A total of 171 unrelated patients diagnosed with non-syndromic or syndromic HL were enrolled from January 2017 to September 2024 under an institutional review board-approved protocol of informed consent. A comprehensive history and physical examination were obtained for each participant, including clinical history, severity of HL, age and cause of onset, infection history, exposure to aminoglycoside antibiotics, and genetic factors associated with hearing impairment (Yin et al., 2014). The recruited patients exhibited sensorineural or mixed HL. The severity of HL was established as mild (hearing thresholds 26 dB–40 dB), moderate (hearing thresholds 41 dB–60 dB), severe (hearing thresholds 61 dB–80 dB), or profound (hearing thresholds more than 80 dB). A stepwise approach was provided as an alternative (Yin et al., 2014), and four patients in the study cohort opted for this approach and were pre-screened for the GJB2, SLC26A4, and MT-RNR1 gene variants prior to ES.

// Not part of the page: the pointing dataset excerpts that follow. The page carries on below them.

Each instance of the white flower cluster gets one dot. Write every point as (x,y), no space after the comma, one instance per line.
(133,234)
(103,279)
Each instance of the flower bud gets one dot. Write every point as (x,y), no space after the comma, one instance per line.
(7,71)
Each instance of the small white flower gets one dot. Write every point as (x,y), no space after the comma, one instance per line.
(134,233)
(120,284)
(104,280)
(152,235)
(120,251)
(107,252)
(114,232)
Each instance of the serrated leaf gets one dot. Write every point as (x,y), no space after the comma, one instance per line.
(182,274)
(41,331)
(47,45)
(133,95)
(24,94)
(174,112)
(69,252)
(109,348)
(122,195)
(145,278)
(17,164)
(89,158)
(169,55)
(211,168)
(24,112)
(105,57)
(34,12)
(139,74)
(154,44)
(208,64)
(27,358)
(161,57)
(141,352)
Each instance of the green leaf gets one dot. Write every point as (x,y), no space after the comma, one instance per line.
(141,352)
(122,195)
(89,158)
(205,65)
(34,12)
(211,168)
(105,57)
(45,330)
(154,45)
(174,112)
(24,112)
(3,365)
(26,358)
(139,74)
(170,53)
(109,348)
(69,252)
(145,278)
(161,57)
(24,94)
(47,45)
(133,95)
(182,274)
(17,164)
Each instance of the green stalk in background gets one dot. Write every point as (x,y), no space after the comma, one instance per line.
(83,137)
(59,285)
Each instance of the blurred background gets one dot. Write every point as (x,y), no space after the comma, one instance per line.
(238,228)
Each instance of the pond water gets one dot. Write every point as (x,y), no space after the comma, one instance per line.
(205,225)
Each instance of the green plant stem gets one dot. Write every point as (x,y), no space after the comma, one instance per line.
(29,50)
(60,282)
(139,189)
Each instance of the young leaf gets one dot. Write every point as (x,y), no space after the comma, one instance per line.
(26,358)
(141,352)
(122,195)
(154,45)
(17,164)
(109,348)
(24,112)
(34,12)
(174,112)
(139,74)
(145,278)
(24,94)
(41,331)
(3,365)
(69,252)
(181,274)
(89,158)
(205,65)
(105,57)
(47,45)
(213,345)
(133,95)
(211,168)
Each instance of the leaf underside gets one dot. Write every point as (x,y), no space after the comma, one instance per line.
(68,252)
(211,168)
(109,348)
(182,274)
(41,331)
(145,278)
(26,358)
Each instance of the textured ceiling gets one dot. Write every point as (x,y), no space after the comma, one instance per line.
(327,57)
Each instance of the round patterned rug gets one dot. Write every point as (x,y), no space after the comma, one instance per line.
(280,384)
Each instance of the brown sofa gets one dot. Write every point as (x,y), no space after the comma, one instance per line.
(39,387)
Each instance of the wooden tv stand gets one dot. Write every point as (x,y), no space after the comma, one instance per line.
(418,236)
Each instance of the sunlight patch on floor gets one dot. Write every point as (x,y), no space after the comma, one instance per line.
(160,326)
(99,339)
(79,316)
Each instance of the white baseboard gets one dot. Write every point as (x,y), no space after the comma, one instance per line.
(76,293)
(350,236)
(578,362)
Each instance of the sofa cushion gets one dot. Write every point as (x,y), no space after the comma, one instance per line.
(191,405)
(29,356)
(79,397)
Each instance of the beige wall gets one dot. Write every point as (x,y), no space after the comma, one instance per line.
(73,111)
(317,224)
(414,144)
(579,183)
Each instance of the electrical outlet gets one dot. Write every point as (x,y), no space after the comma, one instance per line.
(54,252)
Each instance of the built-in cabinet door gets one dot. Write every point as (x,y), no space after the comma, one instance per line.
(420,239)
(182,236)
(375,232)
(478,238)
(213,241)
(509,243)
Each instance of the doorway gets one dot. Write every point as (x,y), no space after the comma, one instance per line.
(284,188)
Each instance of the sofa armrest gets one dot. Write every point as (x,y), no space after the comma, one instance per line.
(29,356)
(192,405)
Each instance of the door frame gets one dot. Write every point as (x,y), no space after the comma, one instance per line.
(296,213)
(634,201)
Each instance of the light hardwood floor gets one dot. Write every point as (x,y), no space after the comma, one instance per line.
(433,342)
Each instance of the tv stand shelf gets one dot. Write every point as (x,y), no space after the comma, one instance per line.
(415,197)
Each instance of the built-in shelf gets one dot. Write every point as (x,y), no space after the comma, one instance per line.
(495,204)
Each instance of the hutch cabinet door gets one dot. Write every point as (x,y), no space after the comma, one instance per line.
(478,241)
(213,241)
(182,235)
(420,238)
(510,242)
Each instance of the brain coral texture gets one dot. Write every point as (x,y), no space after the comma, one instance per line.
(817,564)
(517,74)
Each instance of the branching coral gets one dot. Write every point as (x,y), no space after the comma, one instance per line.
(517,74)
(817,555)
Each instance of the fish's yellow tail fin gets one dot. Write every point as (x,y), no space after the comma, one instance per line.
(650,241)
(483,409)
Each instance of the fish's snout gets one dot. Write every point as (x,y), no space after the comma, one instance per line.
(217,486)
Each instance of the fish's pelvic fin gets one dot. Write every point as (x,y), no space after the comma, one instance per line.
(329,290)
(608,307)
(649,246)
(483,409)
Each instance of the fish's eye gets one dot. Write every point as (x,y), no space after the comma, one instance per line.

Peripheral blood samples were collected from the patients and their first-degree relatives if available. Genomic DNA was extracted using the SolPure Blood DNA Kit (Magen, Shanghai, China), following the manufacturer’s instructions, which included optional RNase treatment. The DNA was then fragmented using a Q800R Sonicator (Qsonica, CT, United States). The paired-end libraries were prepared following the Illumina library preparation protocol.

2.3 Exome sequencing

All cases underwent genetic evaluations using either whole-exome sequencing (WES) or clinical exome sequencing (CES). Custom-designed NimbleGen SeqCap probes (Roche NimbleGen, Madison, WI) were used for in-solution hybridization to enrich target sequences for WES or, in the case of clinical ES, the target sequences included ∼5,000 genes that were potentially associated with known Mendelian genetic diseases (AmCare Genomic Laboratory, Guangzhou, China). Low-quality reads (Phred score < Q20) were removed before demultiplexing. Sequences were aligned to the hg19 reference genome using NextGENe software (SoftGenetics, State College, PA) with standard parameters for single-nucleotide variant (SNV) and insertion/deletion (indel) detection.